Jeszcze bardziej uderzający jest brak kogokolwiek z Europy Wschodniej w ścisłym kierownictwie UE, jeżeli pamiętać, że Parlament odrzucił sugestię Rady by wybrać na swojego przewodniczącego socjaldemokratę ze wschodu i zamiast tego postawił na włoskiego europosła, Davida Sassoliego.

Na szczycie, na którym na początku tego miesiąca uzgodniono podział stanowisk, rządy wschodnioeuropejskie, szczególnie Polski i Węgier, działały raczej jak hamulcowi, blokując kandydatów, którzy byli dla nich nie do zaakceptowania, zamiast agresywnie promować kandydatów ze swojego regionu.

Dwa lata temu Polska była również jedynym krajem, który głosował przeciwko reelekcji Tuska, co było odzwierciedleniem głębokiej wrogości pomiędzy nim a rządem Prawa i Sprawiedliwości, partii kierowanej przez Jarosława Kaczyńskiego.

Jak sobie Tusk dawał radę w Radzie

Ocena kadencji Tuska często wiąże się z europejskim podziałem wzdłuż linii wschód-zachód i jego osobistymi umiejętnościami przywódczymi.

Krytycy obwiniają jego zachowawcze podejście o to, że proces decyzyjny przyjął tak burzliwy charakter i wymagał blisko 48-godzinnego maratonu, który zaczął się od kolacji w niedzielę, przerodził w bezsenną noc, później poniedziałkowe śniadanie i skończył dopiero późnym, przeciągniętym aż do wieczora lunchem we wtorek.

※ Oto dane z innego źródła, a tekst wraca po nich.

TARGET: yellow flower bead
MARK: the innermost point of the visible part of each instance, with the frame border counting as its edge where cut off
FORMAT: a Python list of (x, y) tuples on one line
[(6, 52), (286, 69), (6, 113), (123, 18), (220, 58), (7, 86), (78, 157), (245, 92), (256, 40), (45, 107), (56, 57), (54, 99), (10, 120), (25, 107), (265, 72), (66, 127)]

Dodają, że to kanclerz Niemiec, Angela Merkel i prezydent Francji, Emmanuel Macron, musieli wziąć na siebie ciężar podjęcia decyzji, kiedy Tusk był już gotów się poddać.

Niektórzy politycy i dyplomaci oskarżali Tuska i jego zespół o niewystarczający poziom przygotowań, poczynając od nieformalnego szczytu w rumuńskim Sibiu, na którym Tusk przedstawił niemal niemożliwe do realizacji zadanie wyboru nowego kierownictwa Unii do końca czerwca.

Dodają, że to brak wiary w Tuska skłonił przywódców do podjęcia nietypowego kroku, czyli mianowania sześciu premierów – po dwóch z każdej z trzech głównych familii politycznych – na koordynatorów negocjacji w sprawie obsady najważniejszych stanowisk. Grupa ta szybko zaczęła być nazywana E6.

– Ujmijmy to tak: jego umiejętności negocjacyjne nie budzą wielkiego uznania. I właśnie dlatego, że znamy jego ograniczenia, powołana została grupa E6 – mówi jeden z dyplomatów, dodając, że Tusk, mimo swoich wschodnich korzeni, nie okazał się zdolny do zasypania podziałów wewnątrz Starego Kontynentu.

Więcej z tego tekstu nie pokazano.